= Drifts Crisis =

Imperial-republican confrontation in South Africa in 1895

The Drifts Crisis of 1895 was an imperial-republican confrontation in South Africa that took place in September and October 1895. It was precipitated by the closing of fords, which in South Africa were known as 'drifts'. The Crisis has traditionally been seen as the precursor to the Jameson Raid and the uncompromising policies of High Commissioner for Southern Africa Alfred Milner which followed, and eventually led to the Second Anglo-Boer War (9 October 1899 - 31 May 1902). Historians generally regard the conflicts to have been between the Cape Colony and the South African Republic (SAR), informally known as the Transvaal Republic.

==Escalation==
In late 19th century South Africa, the landlocked Transvaal was forced to rely on British colonial railways and ports. Therefore, Transvaal awarded the construction of a railway to the Netherlands-South African Railway Company (NZASM); however by mid-1891, the NZASM was on the verge of bankruptcy. When a European bond flotation became impossible, Cape Colony Prime Minister Cecil Rhodes offered a loan to Transvaal President Paul Kruger in exchange for building the Cape Line.

Once the Cape Colony had finished building a railway line to Johannesburg, it attempted to get as much of the railway traffic of the Transvaal as possible by reducing its rates, as it was aware that the Delagoa Bay line at the Transvaal was almost complete. The Transvaal government increased the rates on the part of the railway that ran through the Transvaal, once it had crossed the Vaal River. In answer to this, goods were taken to the Vaal River by train and then taken further by wagon to avoid paying the higher prices in the Transvaal. Kruger reacted by blocking access to the Transvaal, closing the drifts on the Transvaal side.

==The Drifts Crisis==
The Cape Colony attempted to get around this by unloading goods at the border and hauling them by wagon the 50 mi or so to Johannesburg. There was no road bridge over the Vaal River, which constituted the border; wagons had to make their way across by crossing fords, which in South Africa were known as 'drifts'. The SAR responded by closing the drifts to all goods traffic. There was a great deal of anger toward this protectionism and exclusion, not only in the Cape Colony but also in the Orange Free State and among Afrikaners. The Afrikaner Bond supported the strong stand by the Rhodes government, urging action, even war, if the drifts were not reopened. Eventually, the SAR did relent, and the crisis passed. However, there were lingering clashes of interests. Afrikaners outside the SAR wanted access to the markets of the Rand and to share in the wealth being generated by the gold mining; the SAR government wanted to preserve markets for its own farmers, build up manufacturing to help employ its landless white burghers, and make itself as free as possible from influence by the British.

==Jameson Raid==

The British government demanded that Kruger open the drifts and used the situation to involve itself directly in Transvaal affairs. Infuriated, Rhodes planned an uprising of Uitlanders in Johannesburg. The uprising was timed to coincide with an invasion of the Transvaal from Bechuanaland (present-day Botswana), led by Dr Leander Starr Jameson. Rhodes wanted to take over the government of the Transvaal and turn it into a British colony that would join all the other colonies in a federation.

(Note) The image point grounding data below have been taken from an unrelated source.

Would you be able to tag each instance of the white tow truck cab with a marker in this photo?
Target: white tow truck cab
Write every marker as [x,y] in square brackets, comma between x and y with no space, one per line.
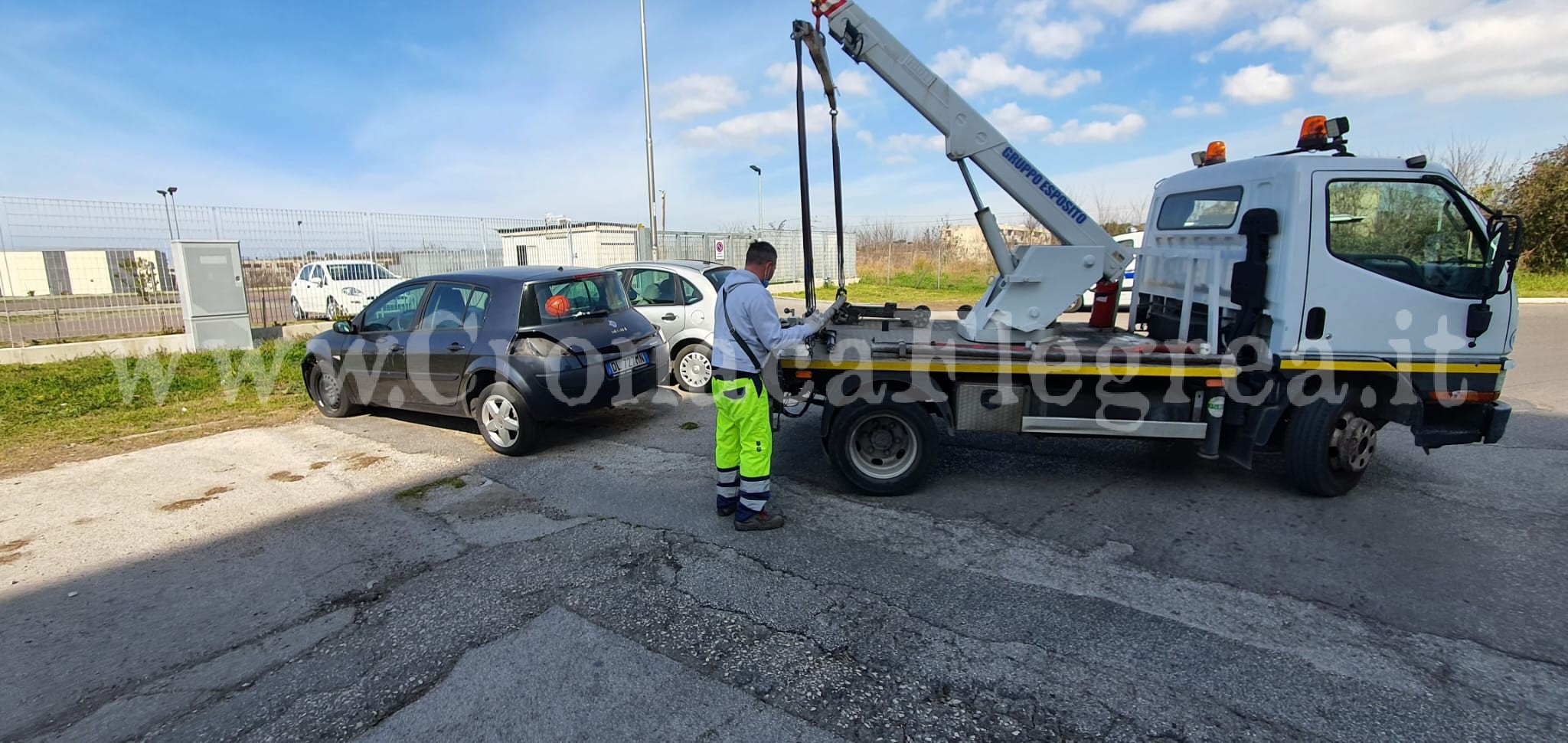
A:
[1292,303]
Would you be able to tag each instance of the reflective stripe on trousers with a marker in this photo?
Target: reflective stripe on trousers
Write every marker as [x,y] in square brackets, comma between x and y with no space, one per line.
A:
[742,446]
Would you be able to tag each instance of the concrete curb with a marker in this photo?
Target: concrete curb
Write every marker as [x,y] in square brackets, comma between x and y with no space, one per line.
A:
[143,345]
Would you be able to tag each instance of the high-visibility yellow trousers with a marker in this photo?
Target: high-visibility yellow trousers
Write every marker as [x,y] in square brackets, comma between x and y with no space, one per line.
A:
[742,446]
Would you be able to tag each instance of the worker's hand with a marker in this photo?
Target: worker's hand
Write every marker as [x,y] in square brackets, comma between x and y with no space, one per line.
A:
[819,322]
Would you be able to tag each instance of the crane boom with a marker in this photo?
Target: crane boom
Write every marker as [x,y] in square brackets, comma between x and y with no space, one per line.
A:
[1032,280]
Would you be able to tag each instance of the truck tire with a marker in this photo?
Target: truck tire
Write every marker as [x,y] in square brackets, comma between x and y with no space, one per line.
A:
[1328,446]
[884,449]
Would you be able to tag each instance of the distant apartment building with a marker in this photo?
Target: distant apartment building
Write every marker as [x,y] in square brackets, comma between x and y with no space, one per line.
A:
[43,273]
[966,242]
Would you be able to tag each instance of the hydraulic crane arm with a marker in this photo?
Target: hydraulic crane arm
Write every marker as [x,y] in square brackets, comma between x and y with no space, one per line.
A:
[968,133]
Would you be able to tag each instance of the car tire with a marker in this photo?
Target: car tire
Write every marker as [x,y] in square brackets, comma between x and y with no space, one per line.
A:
[1328,446]
[327,392]
[694,367]
[884,449]
[504,421]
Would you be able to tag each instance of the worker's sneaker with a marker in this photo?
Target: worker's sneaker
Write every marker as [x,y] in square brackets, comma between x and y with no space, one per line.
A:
[761,522]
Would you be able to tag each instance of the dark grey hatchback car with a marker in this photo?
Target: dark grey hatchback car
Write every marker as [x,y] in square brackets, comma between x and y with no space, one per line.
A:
[507,347]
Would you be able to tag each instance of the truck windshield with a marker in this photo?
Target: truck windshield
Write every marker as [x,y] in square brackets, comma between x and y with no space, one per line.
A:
[1410,231]
[564,299]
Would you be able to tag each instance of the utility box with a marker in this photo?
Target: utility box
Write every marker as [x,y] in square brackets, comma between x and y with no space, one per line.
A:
[212,293]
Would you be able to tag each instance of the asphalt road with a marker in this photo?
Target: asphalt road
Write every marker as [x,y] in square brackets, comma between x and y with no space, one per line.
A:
[1037,590]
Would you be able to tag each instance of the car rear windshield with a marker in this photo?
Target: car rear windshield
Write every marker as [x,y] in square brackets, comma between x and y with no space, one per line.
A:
[1213,209]
[564,299]
[358,272]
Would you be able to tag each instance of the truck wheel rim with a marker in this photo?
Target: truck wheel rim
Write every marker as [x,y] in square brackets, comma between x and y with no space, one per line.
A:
[695,370]
[884,446]
[499,419]
[1352,444]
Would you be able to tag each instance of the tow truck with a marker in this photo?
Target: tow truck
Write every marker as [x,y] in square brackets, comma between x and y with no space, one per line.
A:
[1292,303]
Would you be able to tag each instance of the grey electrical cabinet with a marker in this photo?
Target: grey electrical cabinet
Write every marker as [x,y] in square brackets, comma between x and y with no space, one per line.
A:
[212,293]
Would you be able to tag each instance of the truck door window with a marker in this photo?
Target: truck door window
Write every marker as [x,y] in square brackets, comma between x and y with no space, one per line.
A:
[1409,231]
[1213,209]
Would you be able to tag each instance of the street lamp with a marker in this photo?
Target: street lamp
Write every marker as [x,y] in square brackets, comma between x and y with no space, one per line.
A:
[176,209]
[760,196]
[167,220]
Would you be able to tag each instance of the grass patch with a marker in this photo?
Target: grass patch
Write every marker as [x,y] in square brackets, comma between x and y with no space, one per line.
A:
[1542,284]
[83,408]
[417,493]
[920,284]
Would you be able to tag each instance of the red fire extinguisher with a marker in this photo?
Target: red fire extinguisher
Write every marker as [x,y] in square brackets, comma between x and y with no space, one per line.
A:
[1104,311]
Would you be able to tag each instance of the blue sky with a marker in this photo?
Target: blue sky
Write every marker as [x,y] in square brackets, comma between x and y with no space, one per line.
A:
[521,109]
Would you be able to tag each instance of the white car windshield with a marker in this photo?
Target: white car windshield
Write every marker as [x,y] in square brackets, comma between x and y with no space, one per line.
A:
[358,272]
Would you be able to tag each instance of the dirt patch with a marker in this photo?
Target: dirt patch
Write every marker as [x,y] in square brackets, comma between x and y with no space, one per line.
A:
[181,505]
[363,461]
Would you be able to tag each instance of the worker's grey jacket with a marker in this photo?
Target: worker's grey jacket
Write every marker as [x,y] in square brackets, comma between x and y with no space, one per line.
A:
[756,320]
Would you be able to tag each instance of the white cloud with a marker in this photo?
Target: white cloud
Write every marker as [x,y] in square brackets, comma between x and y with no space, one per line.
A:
[1191,107]
[1514,49]
[1259,83]
[1017,124]
[695,96]
[1099,130]
[972,74]
[1181,16]
[748,129]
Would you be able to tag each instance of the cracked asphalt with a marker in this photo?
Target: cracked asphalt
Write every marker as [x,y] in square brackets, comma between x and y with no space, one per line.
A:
[299,584]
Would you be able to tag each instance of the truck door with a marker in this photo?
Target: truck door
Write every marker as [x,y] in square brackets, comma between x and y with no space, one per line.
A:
[1397,260]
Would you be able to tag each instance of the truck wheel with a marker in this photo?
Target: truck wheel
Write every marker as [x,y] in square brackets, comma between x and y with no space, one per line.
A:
[504,421]
[1328,446]
[327,392]
[884,449]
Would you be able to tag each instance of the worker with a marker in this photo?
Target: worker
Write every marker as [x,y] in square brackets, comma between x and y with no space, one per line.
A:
[746,329]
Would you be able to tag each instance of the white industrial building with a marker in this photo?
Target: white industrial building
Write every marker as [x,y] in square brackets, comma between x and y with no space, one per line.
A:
[43,273]
[577,245]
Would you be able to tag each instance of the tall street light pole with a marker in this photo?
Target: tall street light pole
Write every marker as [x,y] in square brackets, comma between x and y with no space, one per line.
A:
[760,196]
[648,126]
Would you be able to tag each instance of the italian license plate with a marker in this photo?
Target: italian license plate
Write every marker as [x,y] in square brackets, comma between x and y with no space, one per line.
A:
[623,365]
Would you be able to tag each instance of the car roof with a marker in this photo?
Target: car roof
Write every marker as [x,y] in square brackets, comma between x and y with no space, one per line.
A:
[514,273]
[688,263]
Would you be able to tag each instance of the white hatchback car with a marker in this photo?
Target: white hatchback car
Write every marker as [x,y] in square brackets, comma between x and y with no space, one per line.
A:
[679,296]
[335,289]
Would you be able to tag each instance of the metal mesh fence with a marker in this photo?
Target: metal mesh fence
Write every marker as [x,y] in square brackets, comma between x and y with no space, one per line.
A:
[79,270]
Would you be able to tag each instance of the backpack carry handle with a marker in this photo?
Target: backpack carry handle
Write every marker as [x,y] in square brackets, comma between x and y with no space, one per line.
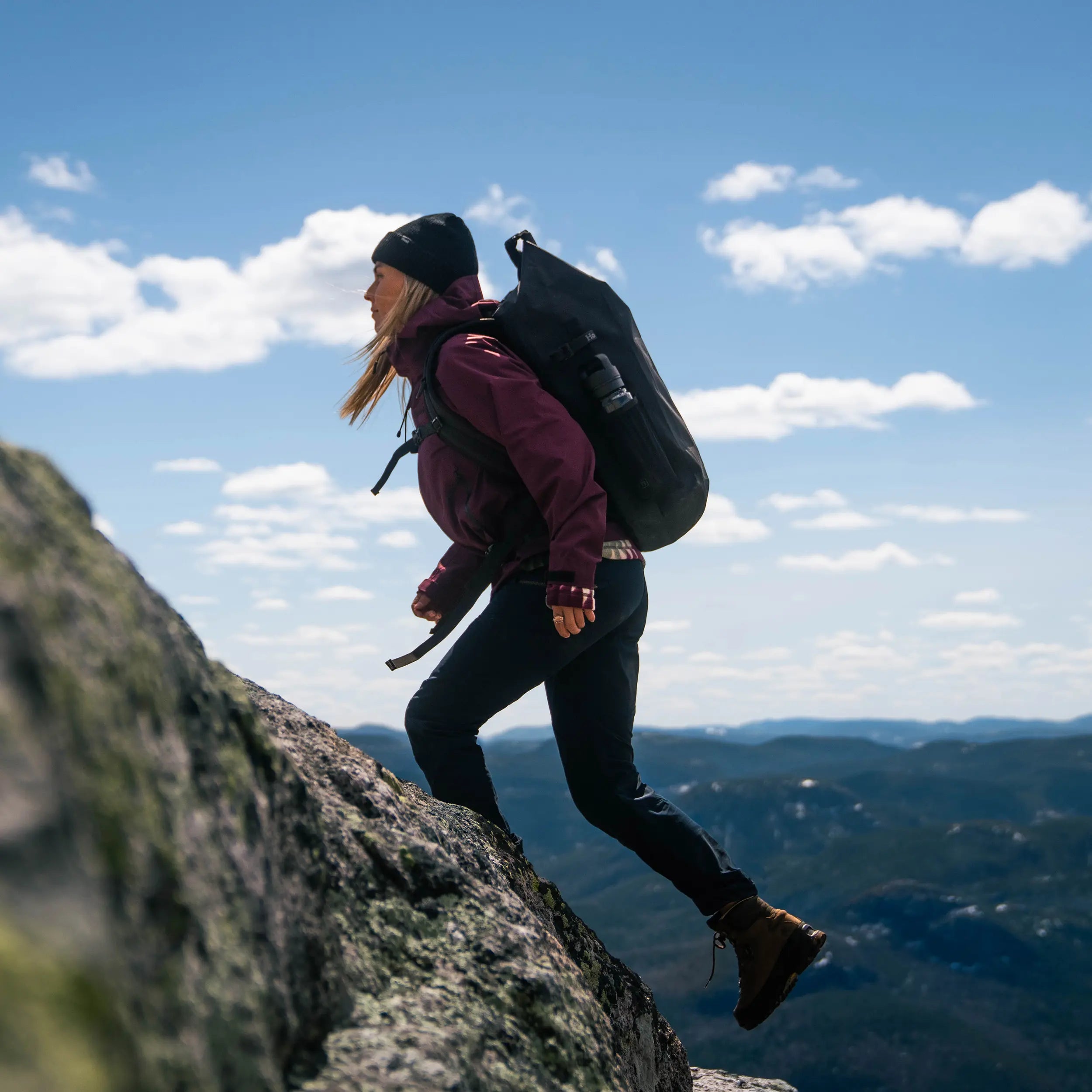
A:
[514,250]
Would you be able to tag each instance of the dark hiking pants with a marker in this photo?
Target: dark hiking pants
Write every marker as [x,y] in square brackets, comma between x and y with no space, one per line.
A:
[591,686]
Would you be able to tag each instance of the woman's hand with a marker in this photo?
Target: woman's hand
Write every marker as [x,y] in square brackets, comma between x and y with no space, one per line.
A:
[422,610]
[570,621]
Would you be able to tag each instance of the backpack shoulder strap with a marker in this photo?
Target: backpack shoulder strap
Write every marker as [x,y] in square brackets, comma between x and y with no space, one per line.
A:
[457,431]
[444,422]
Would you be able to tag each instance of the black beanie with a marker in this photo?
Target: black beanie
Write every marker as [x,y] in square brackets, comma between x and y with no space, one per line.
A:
[436,250]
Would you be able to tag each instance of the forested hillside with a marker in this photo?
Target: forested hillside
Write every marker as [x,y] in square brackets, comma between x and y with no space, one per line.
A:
[955,881]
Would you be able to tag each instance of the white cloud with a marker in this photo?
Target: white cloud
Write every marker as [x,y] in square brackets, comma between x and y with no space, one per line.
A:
[860,560]
[826,178]
[798,401]
[983,595]
[761,255]
[1043,224]
[723,525]
[747,180]
[822,498]
[103,525]
[281,551]
[945,514]
[302,530]
[769,656]
[55,173]
[270,603]
[188,466]
[339,593]
[839,521]
[509,213]
[1037,659]
[1039,224]
[667,626]
[604,266]
[968,619]
[70,311]
[399,540]
[901,228]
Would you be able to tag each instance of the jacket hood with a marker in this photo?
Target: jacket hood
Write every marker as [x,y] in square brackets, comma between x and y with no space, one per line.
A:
[460,303]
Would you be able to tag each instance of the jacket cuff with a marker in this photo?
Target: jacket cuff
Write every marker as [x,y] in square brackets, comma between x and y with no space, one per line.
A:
[442,594]
[569,595]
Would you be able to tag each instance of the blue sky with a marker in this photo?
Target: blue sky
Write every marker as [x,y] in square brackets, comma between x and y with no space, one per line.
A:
[886,361]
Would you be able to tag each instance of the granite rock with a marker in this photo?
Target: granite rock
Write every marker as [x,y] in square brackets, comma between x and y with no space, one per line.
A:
[202,887]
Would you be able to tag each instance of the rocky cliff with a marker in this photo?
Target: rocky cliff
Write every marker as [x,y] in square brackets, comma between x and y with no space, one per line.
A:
[204,888]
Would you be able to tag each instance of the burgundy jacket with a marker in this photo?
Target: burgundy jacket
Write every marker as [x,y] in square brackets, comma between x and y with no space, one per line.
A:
[501,397]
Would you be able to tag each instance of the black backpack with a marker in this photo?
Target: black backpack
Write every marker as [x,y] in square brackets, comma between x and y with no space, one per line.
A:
[581,342]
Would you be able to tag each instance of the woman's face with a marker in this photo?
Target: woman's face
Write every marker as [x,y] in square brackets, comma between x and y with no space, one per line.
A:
[384,292]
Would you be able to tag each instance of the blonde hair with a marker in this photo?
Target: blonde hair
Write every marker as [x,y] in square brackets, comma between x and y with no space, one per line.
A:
[378,372]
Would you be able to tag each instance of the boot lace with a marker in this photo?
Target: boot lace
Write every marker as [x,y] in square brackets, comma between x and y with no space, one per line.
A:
[744,954]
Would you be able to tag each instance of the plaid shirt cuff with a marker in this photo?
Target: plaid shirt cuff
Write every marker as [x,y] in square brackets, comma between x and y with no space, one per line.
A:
[569,595]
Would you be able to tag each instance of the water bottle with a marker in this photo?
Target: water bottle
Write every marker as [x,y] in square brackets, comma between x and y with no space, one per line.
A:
[605,384]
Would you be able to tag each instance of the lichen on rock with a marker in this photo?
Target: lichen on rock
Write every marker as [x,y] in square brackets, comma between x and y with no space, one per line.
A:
[204,888]
[242,899]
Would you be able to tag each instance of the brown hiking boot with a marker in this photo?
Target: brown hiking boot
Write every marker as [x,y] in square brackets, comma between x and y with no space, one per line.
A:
[774,949]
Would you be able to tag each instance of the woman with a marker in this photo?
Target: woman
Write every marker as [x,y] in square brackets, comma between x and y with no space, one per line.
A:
[567,611]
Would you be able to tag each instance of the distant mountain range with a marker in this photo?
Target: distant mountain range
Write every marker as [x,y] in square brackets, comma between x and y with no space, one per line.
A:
[894,733]
[953,875]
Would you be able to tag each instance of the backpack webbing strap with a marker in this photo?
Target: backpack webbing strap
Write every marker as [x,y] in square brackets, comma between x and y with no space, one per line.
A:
[495,557]
[410,448]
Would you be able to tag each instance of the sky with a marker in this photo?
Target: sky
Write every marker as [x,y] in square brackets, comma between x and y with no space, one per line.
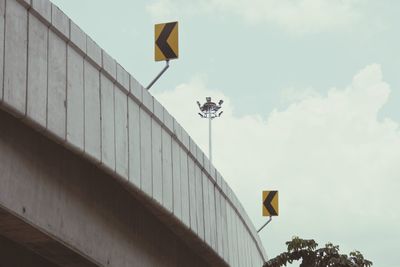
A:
[311,91]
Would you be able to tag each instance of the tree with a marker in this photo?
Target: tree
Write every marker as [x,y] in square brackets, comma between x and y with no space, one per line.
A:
[306,250]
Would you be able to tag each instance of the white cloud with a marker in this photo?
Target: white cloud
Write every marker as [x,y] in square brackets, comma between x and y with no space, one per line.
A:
[334,162]
[300,16]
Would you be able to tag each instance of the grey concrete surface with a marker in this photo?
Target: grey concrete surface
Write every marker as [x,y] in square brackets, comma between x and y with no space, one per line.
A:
[75,203]
[59,81]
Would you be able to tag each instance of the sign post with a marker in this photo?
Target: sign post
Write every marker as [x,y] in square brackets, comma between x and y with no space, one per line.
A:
[270,206]
[165,46]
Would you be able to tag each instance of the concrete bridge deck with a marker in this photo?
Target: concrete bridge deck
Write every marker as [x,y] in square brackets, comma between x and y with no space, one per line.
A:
[93,170]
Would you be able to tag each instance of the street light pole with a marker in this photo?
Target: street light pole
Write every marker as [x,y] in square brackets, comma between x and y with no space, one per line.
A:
[209,139]
[210,110]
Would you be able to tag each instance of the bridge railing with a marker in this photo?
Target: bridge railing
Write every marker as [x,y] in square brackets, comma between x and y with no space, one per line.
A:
[57,79]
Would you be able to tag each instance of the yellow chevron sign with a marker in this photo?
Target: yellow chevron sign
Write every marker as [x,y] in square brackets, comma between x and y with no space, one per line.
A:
[270,203]
[166,41]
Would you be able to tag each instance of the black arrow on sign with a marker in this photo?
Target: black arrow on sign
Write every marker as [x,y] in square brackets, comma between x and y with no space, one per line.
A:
[267,203]
[162,40]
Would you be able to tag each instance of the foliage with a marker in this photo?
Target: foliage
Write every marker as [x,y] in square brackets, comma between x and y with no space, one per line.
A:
[306,250]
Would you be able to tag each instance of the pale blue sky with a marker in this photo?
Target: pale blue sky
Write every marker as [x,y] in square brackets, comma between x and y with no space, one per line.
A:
[284,127]
[249,61]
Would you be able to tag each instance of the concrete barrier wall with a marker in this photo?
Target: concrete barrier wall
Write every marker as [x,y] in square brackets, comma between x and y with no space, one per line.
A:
[58,80]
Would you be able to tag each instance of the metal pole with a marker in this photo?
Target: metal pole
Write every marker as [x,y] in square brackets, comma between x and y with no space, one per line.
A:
[159,75]
[209,136]
[269,220]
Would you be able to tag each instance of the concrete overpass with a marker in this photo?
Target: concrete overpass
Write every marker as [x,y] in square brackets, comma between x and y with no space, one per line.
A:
[93,170]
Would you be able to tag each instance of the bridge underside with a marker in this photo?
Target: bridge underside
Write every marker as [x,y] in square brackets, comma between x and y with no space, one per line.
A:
[59,210]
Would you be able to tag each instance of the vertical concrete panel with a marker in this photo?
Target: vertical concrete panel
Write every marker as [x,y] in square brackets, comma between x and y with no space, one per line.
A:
[2,15]
[230,237]
[134,143]
[59,21]
[176,179]
[192,195]
[225,232]
[206,209]
[121,133]
[92,111]
[37,71]
[15,61]
[213,225]
[184,187]
[199,201]
[93,51]
[235,238]
[167,170]
[122,77]
[56,93]
[109,64]
[75,99]
[107,122]
[43,7]
[156,149]
[145,152]
[77,37]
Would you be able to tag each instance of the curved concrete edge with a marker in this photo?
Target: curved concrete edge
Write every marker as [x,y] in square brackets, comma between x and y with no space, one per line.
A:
[131,103]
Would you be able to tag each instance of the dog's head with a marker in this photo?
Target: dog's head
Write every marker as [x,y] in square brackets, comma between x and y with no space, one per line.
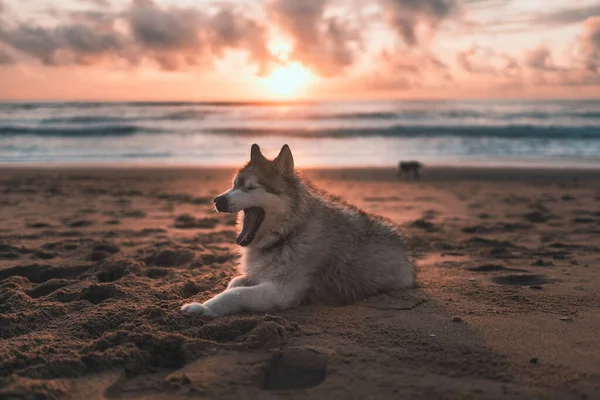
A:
[259,189]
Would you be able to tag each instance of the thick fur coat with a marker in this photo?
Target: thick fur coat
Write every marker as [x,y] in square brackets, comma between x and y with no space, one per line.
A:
[309,246]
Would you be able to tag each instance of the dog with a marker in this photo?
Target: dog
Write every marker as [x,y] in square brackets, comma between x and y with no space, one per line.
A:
[300,245]
[405,167]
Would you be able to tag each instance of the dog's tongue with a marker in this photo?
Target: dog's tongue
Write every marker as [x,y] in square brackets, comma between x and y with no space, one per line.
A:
[252,219]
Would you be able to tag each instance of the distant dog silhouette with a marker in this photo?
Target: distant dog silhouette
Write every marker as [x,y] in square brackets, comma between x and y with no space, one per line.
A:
[405,167]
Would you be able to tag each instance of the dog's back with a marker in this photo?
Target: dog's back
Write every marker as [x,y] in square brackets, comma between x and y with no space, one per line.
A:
[346,254]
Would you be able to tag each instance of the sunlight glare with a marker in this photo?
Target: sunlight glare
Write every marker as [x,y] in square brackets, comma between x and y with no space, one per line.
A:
[288,80]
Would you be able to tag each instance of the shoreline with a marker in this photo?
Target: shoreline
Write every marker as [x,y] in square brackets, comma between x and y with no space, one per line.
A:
[96,263]
[383,174]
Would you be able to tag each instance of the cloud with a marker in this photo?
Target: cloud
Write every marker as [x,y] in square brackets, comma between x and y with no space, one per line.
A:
[589,44]
[174,38]
[566,16]
[327,45]
[179,37]
[6,58]
[406,69]
[540,59]
[99,3]
[483,60]
[68,43]
[406,16]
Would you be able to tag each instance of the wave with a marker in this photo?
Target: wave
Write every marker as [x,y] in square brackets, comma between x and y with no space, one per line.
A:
[116,130]
[412,131]
[406,131]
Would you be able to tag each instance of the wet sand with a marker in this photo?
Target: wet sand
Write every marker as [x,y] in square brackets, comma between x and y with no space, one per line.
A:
[95,263]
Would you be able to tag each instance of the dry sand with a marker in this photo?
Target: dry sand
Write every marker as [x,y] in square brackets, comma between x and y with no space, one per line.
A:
[95,263]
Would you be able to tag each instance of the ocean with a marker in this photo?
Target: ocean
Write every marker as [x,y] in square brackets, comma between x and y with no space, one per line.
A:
[557,133]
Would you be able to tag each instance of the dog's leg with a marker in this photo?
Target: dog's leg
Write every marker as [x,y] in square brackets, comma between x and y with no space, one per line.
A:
[238,281]
[260,298]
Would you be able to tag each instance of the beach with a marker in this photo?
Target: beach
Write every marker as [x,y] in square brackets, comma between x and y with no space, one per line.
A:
[96,262]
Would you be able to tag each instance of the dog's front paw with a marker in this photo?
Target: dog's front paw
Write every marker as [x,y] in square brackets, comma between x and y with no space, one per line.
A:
[197,308]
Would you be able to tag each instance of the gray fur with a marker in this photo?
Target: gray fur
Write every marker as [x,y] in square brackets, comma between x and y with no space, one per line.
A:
[310,246]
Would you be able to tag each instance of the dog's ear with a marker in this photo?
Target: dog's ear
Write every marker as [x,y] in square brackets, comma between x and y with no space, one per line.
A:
[255,154]
[285,160]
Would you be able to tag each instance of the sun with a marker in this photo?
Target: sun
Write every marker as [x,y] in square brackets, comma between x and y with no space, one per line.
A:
[287,80]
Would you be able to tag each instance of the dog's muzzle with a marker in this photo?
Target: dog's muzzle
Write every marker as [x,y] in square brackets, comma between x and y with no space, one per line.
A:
[222,204]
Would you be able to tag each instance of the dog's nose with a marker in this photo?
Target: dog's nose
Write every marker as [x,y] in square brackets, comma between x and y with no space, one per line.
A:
[221,203]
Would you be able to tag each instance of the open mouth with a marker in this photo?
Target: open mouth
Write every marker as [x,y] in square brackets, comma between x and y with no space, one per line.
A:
[253,217]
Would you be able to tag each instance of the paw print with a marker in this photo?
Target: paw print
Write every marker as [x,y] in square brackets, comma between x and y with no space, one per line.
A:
[196,308]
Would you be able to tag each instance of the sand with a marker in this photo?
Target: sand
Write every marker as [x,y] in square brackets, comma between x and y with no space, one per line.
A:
[95,263]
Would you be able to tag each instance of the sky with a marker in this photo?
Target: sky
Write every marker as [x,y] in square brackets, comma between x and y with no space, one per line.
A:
[228,50]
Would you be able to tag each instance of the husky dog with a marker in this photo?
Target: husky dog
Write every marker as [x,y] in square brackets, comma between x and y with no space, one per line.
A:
[405,167]
[298,244]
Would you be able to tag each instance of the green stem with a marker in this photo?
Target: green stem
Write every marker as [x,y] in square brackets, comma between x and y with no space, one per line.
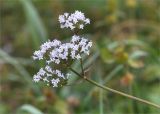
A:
[115,91]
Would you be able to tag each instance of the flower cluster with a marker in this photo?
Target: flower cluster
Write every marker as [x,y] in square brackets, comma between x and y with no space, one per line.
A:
[57,53]
[74,20]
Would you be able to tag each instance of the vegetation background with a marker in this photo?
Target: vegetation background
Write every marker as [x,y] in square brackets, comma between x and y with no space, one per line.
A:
[125,56]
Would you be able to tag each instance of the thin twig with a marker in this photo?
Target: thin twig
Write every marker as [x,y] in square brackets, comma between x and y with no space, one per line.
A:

The Jameson Raid, which began on 29 December 1895, was a total failure. Jameson's force was tracked from the moment that it crossed the border and first encountered resistance very early on 1 January when there was a very brief exchange of fire with a Boer outpost. Jameson eventually surrendered to Commandant Piet Cronjé, and the raiders were taken to a Pretoria jail.

==Aftermath==
Rhodes was forced to resign as the prime minister of the Cape Colony, and the political problems between Afrikaans- and English-speaking colonists became worse than ever. The Orange Free State co-operated more closely with the Transvaal. Transvaal residents felt that they were being threatened and the Uitlanders were treated with more suspicion than ever before. Eventually this growing resentment accentuated itself into the Second Boer War.